The Austrian composer Wolfgang Amadeus Mozart (27.01.1756 – 05.12.1791) was, during his short lifetime, one of the most prolific composers of the classical era. He showed prodigious ability from an early age. Already competent as a pianist and violinist, he composed from the age of five and performed before European royalty. Mozart went on to compose more than 600 works, many of which are acknowledged as pinnacles of symphonic, concertante, chamber, operatic, and choral music.
In 1781, Mozart moved away from Salzburg to the musically more sophisticated Vienna, where he was a freelance composer, pianist and teacher. From the outset, in Vienna, he enjoyed considerable success, particularly as a pianist performing his own concertos and with his early comic opera Die Entführung aus dem Serail (1782). During his final years in Vienna, he composed many of his best-known concertos, operas and symphonies, including Symphony No. 40 in G minor, K550 the score of which was completed on 25 July 1788. This great symphony is written in the key of G minor and the melancholy feel of this key pervades the first movement, although other movements are lighter in mood. The work comprises the usual four movements, but what is slightly unusual is that Mozart uses sonata form to structure the first, second and fourth movements. The third movement is the usual minuet and trio.
There are many fine versions of this symphony on record. One of our favourites remains Karl Bohm’s 1961 account with the Berliner Philharmoniker recorded in Jesus-Christus-Kirche, Berlin as part of the first complete set of Mozart’s symphonies to be recorded. This symphony is currently available as part of a bargain two-CD set containing symphonies Nos. 35 – 41. This is a big orchestra version. Another great recording of this work is directed by Claudio Abbado and his Orchestra Mozart recorded at Teatro Manzoni, Bologna in June 2009.

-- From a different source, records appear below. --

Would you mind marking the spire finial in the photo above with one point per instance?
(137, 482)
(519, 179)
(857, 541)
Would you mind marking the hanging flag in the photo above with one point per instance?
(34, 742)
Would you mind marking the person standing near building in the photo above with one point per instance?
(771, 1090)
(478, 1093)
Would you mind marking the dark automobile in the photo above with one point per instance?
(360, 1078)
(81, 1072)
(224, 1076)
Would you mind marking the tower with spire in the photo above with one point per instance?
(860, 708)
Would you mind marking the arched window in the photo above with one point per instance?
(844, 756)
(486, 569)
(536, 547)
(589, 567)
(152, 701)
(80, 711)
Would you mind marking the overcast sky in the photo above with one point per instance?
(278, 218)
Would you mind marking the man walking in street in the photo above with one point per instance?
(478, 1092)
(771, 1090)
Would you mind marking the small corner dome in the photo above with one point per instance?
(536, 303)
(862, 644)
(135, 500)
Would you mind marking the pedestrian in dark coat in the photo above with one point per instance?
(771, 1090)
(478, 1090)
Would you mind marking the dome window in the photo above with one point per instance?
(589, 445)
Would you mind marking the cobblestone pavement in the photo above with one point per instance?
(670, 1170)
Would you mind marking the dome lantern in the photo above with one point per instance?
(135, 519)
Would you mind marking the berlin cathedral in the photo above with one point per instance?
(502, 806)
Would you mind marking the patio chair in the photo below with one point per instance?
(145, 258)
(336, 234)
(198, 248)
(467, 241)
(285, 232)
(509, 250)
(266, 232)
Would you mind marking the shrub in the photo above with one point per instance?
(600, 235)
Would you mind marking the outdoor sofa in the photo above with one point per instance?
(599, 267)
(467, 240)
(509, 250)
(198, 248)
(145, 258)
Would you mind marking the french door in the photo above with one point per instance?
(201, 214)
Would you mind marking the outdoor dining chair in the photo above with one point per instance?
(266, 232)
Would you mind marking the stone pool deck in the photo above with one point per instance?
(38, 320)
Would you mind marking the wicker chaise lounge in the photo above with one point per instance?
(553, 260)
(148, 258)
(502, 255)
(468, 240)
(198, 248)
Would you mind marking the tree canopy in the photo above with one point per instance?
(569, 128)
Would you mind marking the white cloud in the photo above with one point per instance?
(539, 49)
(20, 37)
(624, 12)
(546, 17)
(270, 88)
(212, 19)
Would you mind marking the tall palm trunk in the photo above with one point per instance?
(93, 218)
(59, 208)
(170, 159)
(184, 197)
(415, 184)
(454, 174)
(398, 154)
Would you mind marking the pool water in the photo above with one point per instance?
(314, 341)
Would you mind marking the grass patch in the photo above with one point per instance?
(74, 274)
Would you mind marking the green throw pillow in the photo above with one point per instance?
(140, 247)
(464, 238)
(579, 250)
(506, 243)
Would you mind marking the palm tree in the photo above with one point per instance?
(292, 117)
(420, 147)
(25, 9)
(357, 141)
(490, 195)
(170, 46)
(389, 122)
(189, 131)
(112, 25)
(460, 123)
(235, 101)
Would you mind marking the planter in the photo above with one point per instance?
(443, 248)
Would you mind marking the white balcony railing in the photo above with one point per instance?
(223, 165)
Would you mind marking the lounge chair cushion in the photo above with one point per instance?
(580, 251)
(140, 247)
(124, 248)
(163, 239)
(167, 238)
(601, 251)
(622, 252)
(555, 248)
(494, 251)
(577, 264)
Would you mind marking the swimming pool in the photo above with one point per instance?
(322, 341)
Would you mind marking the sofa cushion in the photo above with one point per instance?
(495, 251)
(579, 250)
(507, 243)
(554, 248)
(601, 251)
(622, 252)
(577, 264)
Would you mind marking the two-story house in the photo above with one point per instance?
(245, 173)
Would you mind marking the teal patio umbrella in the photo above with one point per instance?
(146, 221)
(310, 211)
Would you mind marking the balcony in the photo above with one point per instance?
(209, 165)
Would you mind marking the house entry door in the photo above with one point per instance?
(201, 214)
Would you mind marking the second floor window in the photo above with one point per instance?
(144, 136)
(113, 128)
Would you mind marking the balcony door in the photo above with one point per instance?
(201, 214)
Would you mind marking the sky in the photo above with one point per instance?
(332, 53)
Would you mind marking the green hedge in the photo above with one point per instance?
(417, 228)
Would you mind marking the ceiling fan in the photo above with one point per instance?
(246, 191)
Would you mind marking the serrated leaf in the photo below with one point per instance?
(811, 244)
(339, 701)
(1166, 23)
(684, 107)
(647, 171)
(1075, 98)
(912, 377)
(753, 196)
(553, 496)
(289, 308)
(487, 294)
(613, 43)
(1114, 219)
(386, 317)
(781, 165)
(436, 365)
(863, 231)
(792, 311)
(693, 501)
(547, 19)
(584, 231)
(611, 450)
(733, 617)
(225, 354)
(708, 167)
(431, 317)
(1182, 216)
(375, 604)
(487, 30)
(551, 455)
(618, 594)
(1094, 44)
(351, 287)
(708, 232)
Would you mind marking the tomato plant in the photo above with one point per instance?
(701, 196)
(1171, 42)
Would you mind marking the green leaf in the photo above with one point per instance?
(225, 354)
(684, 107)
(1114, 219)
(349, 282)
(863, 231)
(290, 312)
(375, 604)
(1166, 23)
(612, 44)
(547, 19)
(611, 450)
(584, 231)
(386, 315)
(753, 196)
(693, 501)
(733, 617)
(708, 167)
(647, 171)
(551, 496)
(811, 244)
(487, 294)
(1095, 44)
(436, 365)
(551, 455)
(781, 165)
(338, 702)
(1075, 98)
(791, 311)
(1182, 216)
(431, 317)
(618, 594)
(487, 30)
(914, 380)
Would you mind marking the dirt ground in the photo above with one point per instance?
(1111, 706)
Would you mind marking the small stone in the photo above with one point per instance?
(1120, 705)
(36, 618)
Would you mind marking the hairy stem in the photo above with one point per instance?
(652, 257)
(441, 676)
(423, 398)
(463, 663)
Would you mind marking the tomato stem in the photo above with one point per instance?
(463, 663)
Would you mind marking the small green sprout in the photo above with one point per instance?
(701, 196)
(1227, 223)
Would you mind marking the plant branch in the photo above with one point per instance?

However if we are to recommend one version is must be the one conducted by that superb Mozartian, Sir Charles Mackerras with the Scottish Chamber Orchestra recorded in excellent ly balanced sound by Linn Records that enables every fine detail to be heard. In these unrivalled performances Mackerras encourages his players to move between this work’s passages of tenderness and beauty and those of high intensity and great excitement in a most natural manner. This is some of the best playing of the Scottish Chamber Orchestra that I have ever heard – they were truly on top form.